After leaving the Science Museum Wednesday, we decided to stop at Minnehaha Falls. Sarah doesn't think she's ever been there and it's been a couple of years for the boys. Plus, it was 83 or 84 degrees out - we had set a high temperature record that day.
The first views of the falls. It's been a dry spring, with very little snow melt, not what the falls would typically look like in April. Pictures were tough with the sun in the western sky, right behind the falls.
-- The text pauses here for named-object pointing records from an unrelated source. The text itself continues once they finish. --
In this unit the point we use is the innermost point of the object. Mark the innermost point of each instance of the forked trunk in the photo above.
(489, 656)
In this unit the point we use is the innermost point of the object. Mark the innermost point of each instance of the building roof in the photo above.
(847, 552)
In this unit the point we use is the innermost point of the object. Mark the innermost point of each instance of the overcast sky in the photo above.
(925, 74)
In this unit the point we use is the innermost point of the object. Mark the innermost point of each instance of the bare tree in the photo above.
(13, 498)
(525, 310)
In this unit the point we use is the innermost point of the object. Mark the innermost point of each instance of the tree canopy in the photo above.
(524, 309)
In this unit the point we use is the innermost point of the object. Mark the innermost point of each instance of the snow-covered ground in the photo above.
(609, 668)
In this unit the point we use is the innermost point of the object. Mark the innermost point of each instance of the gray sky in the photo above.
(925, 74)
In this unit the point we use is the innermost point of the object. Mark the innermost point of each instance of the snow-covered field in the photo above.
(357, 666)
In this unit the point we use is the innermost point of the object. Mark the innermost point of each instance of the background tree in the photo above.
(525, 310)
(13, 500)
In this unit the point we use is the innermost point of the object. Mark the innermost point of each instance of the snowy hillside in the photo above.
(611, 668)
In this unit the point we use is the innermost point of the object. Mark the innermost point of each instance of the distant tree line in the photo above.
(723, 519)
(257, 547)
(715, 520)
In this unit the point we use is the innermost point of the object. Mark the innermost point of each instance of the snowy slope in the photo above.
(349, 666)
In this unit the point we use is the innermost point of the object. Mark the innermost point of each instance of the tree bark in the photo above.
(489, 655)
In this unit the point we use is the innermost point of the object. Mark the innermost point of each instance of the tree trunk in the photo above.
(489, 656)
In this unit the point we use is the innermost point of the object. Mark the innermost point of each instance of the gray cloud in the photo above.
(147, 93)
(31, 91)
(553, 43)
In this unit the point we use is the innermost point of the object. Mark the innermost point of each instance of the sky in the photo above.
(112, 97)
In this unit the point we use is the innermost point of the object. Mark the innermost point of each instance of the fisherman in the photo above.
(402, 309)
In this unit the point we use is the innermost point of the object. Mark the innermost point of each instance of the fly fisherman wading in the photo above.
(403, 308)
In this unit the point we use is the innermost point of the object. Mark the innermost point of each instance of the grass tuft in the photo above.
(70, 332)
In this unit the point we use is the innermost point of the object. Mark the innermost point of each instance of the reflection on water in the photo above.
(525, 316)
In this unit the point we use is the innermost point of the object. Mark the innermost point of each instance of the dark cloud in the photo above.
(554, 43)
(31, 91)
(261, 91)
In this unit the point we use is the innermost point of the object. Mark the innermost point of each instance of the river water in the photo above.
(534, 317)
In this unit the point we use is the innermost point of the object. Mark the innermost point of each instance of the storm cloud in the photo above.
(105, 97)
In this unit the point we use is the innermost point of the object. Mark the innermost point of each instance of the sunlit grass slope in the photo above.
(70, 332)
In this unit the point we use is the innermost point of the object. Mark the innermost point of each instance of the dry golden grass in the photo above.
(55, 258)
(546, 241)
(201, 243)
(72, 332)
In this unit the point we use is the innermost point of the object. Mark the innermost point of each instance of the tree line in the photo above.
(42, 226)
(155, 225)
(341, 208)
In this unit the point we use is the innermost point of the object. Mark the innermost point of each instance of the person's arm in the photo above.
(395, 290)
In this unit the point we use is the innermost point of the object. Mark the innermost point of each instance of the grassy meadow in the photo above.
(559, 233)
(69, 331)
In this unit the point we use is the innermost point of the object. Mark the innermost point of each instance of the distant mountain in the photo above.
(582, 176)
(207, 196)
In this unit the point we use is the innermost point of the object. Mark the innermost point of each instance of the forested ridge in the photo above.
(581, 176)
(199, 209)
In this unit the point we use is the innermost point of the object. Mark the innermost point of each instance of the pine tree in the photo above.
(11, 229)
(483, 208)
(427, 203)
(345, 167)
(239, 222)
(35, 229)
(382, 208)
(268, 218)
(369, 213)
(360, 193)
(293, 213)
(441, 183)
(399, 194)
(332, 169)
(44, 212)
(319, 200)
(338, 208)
Ice lingers in the gorge with the little direct sunlight. People were still walking back behind the ice. Minnehaha Falls is formed as the creek falls over the Platteville Limestone and excavates the soft, St. Peter Sandstone underneath. The limestone is undercut and occasionally large chunks of limestone breaks off and the falls migrate up stream. But between the limestone and sandstone is a small layer of shale (essentially impermeable clay).
If you look closely, most of the ice starts to form at approximately the same level or layer. Groundwater soaks through the soil, glacial material and limestone until it hits the shale, the water then moves horizontally along the shale until falling out into the gorge. In the winter, it's obviously cold enough for the water to freeze. You can see these frozen springs at sites all throughout Minneapolis & St. Paul during the winter, anywhere this combination of bedrock is exposed.
It was a pretty nice day for us (even though I felt sicker and sicker as the day went on - I ended up staying home from school the next day...).